Overview
Collections of data can be divided into two fundamental groups: categorical and numerical.
Categorical data are qualitative (i.e., text) values. Examples include regions or product types. Categorical data can be further divided into:
- Ordinal data, where categories can be ordered in a certain way (e.g., education levels like "High School," "Bachelor's Degree," and "Master's Degree").
- Nominal data, where categories have no inherent order (e.g., colors or product types).
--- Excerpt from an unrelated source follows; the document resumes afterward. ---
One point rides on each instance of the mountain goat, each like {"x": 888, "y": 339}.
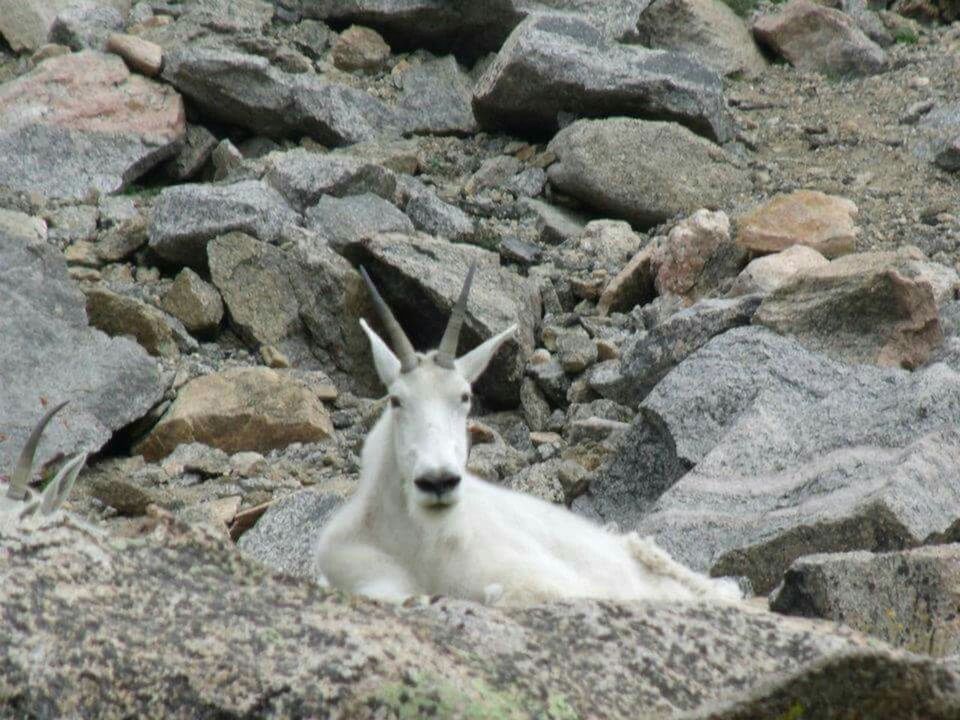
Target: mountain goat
{"x": 420, "y": 523}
Numerical data are quantitative (i.e., numerical or temporal) values. These are measurable quantities like temperature, age, income, or year. Continuous data can be further categorized as:
- Continuous data, where values can take any number within a range and are often represented on a continuous scale (e.g., height, weight, or time).
- Discrete data, where values are distinct and finite, often counted in whole numbers (e.g., number of children).
- Binned data, where values are grouped in a particular way (e.g., grouping ages into intervals like 0-10, 11-20, etc.).
In Mappica, text fields are treated as categorical data when used to construct axes and color ramps. Number, percent, currency, and date fields are always treated as continuous data.
Implications for Color Assignment
When you select a chart, map, or table's Color Field, color assignment is handled as follows:
- If you choose a continuous field (i.e. text data type), you can assign unique colors to each unique value. These are "Categorical Colors."
- If you choose a numerical field (i.e. number, percent, currency, or date data type), you can set up a Color Gradient. These are "Continuous Colors."
When you select continuous colors, you can also select a Color Scale. The options available are "Linear", "Discrete", "Square Root", "Logarithmic", or "Bi-symmetric Logarithmic":
- The Linear scale maps values evenly across the color gradient. This is the default scale, and works well for evenly distributed data.
- The Discrete scale divides the color gradient into bins, assigning each bin a distinct color. If you are using a predefined gradient, you will be able to choose the total number of Color Bins. If you have created a custom gradient, a bin will be created for each color you add.
- The Square Root scale applies a square root transformation, enhancing the visibility of smaller values while moderately compressing higher ones. It can be suitable for dataset fields with dense low values and/or high outliers, and provides a less extreme adjustment compared to the Logarithmic scale.
- The Logarithmic scale uses a logarithmic transformation, which scales down high values exponentially and makes differences among smaller values more apparent. This can work well for dataset fields spanning multiple orders of magnitude but is unsuitable for fields containing zero or negative values.
- The Bi-symmetric Logarithmic scale handles both positive and negative values symmetrically, applying a logarithmic transformation away from zero while keeping values near zero linear. This can be helpful for dataset fields with wide-ranging positive and negative numbers.
The three buttons above this choropleth map demonstrate different ways of incorporating colors. In the "Linear" and "Discrete" examples, a numerical field has been selected as the Color Field, with the color scale set to "Linear" or "Discrete", respectively. In the "Categorical" example, a text field has been selected as the Color Field, resulting in categorical color assignments.